Question-and-Answer Session
Operator
(Operator Instructions) Your first question comes from Steve Kent - Goldman Sachs.
Steve Kent - Goldman Sachs
I have forgotten if you give guidance or give some thoughts on 2009 at this point or whether you wait until the fourth quarter to do that.
Stephen P. Joyce
We fortunately wait until the end of the fourth quarter to give that guidance. Obviously that will give us a little better insight into where we’ve been tracking and in today’s environment you have seen such a wide range of forecasts, I am actually glad we’re not giving it until December.
Steve Kent - Goldman Sachs
Then maybe you could just talk a little bit about two points. One, on the royalty rate increases, what’s behind some of that royalty rate increase? Is it mix or is it that you’re able to get better rates from the people you are signing on?

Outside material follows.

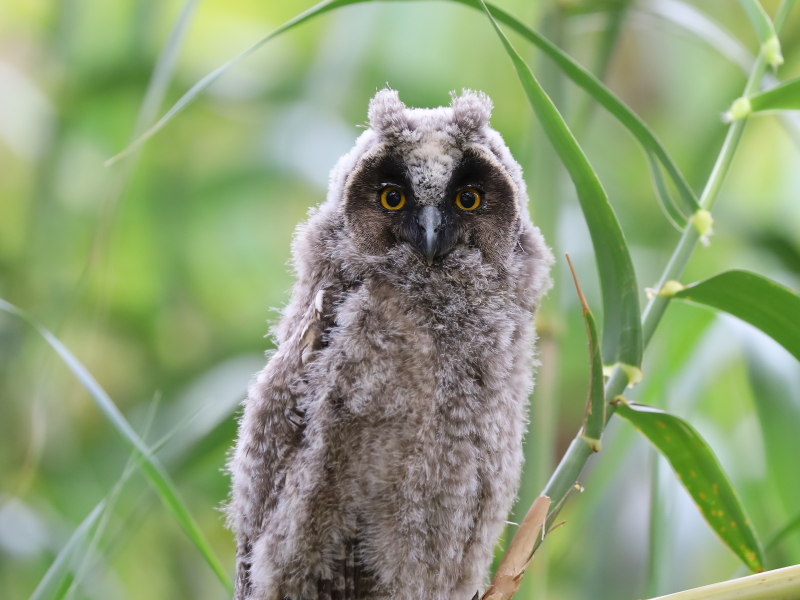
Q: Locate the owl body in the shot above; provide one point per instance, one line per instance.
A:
(380, 448)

And then on the pipeline, when we dug a little deeper, it looks like the economy hotels, like Econo Lodge and Roadway, are declining more than the more moderately priced hotels in your brand circle.
David L. White
On the royalty rate, I think what you have to look at there is over the last several years we have had a pretty good track record of gradually increasing that effective royalty rate. And there’s a couple key reasons for that. The first one is that one of our sales strategies over the past four or five years has been to discount the effective royalty rate in the early years of these contracts. Obviously this is a contract business, fee-for-service business where we have very long-term contracts for virtually all of these brands. And that effective royalty rate is set at the time of the initial contract.
And so one of our sales techniques, in terms of customer acquisition, has been to discount the early years, so as those discounts burn off that is having an impact on the effective royalty rate.
And then you couple that with the relicensings, although they have been weaker this year than they have been the past two or three years, those relicensing events are also opportunities to essentially reset the effective rates on these contracts and more aggressively eliminate those discounts. You have seen the burn off of discounts over time.
In terms of the pipeline, I think what you are seeing on the conversion brands and the economy conversion brands, is that frankly, those are predominantly conversion brands, Econo Lodge and Roadway. So when the contract enters the system it comes on line faster than a new-construction hotel does and couple that with the fact that for the third quarter here you saw the number of conversion contracts getting sold declining. It’s really those two factors playing out in the pipeline.